Agricultrices à petite échelle, pas propriétaires de fermes agricoles
En Afrique, de nombreuses femmes agricultrices à petite échelle dépendent de l’accès au foncier pour augmenter leur production. Si le pourcentage moyen d’accès des femmes au foncier est d’environ 30% comme susmentionné, les disparités hommes-femmes sont plus marquées dans certains pays que dans d’autres. Selon un article d’Atlantic Council paru en avril 2023, la disparité dans la propriété foncière découle en partie des lois successorales.
« Dans certains des pays en insécurité alimentaire, l’héritage joue un rôle prépondérant dans la détermination de la propriété foncière. Certaines lois successorales dans la région sont, ou étaient initialement, patriarcales, favorisant les hommes dans la répartition des biens », indique le think tank.
Dans un entretien accordé à Agence Ecofin en marge de la CLPA 2023, Yaram Fall, présidente du Collège national des femmes du Cadre national de concertation des ruraux (CNCR) au Sénégal explique la situation dans son pays. Selon elle, il n’y a pas de discrimination hommes femmes au niveau de la loi, celle-ci indiquant qu’il faut « donner la terre à ceux ou celles qui en demandent ».
Si son organisation milite pour sensibiliser les femmes à une prise de conscience de leur droit d’accès à la terre, elle indique cependant qu’elle rencontre des difficultés dans certaines zones du pays, le Sénégal étant fortement traditionaliste. Dans ces zones, certains continuent de dire que la femme n’a pas le droit de posséder la terre, elle peut simplement la demander pour cultiver, et cette culture doit servir uniquement à nourrir la famille, pas au commerce.

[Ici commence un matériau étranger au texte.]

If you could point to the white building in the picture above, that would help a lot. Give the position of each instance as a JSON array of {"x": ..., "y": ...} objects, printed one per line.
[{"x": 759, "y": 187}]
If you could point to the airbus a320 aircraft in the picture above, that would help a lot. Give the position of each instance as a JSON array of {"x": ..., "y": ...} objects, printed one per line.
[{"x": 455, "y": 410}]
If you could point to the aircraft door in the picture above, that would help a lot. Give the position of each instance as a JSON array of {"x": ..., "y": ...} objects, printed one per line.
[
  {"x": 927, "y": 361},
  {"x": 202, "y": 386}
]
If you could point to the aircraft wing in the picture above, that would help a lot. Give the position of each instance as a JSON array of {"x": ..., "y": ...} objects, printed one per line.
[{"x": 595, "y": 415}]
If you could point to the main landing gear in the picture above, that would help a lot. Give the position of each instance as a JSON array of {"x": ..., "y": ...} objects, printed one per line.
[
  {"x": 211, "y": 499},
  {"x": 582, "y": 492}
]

Au Sénégal, certains continuent de dire que la femme n’a pas le droit de posséder la terre, elle peut simplement la demander pour cultiver, et cette culture doit servir uniquement à nourrir la famille, pas au commerce.
Aussi, apprend-on, certains chefs de village continuent de chasser les délégations de sensibilisation des femmes, sous prétexte, qu’elles « perturbent l’hégémonie familiale ». Dans certaines familles, des pères louent des lopins de terre à leurs femmes pour la culture alors que la production est destinée à nourrir la même famille.

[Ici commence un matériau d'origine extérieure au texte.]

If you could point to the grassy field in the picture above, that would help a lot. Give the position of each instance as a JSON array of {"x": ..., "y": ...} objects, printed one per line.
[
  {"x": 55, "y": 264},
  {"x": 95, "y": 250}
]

Une étude lue par l’Agence Ecofin dans le cadre de ce dossier va dans le même sens que les explications de Mme Fall. On y apprend qu’à peine 15% des femmes ont accès au foncier au Sénégal et que les femmes ayant accès au foncier ne possèdent aucun acte de propriété sur les terres qui leur appartiennent. Par ailleurs, elles ont davantage recours à l’emprunt pour accéder à la terre que d’autres groupes d’exploitants.
Des initiatives pour changer la donne
Si la question de l’accès des femmes au foncier agricole fait couler beaucoup d’encre dans la plupart des pays africains, il faut noter que des efforts sont consentis par les ONG, les États, les organisations régionales et les autres parties prenantes pour changer la donne. Selon Josefa Leonel Correia Sacko, Commissaire en charge de l’Agriculture, du Développement rural, de l’Économie bleue et de l’Environnement durable, de la Commission de l’UA, l’engagement envers la sécurisation des droits fonciers des femmes a attiré une attention significative et s’est traduit par des actions concrètes dans divers États membres.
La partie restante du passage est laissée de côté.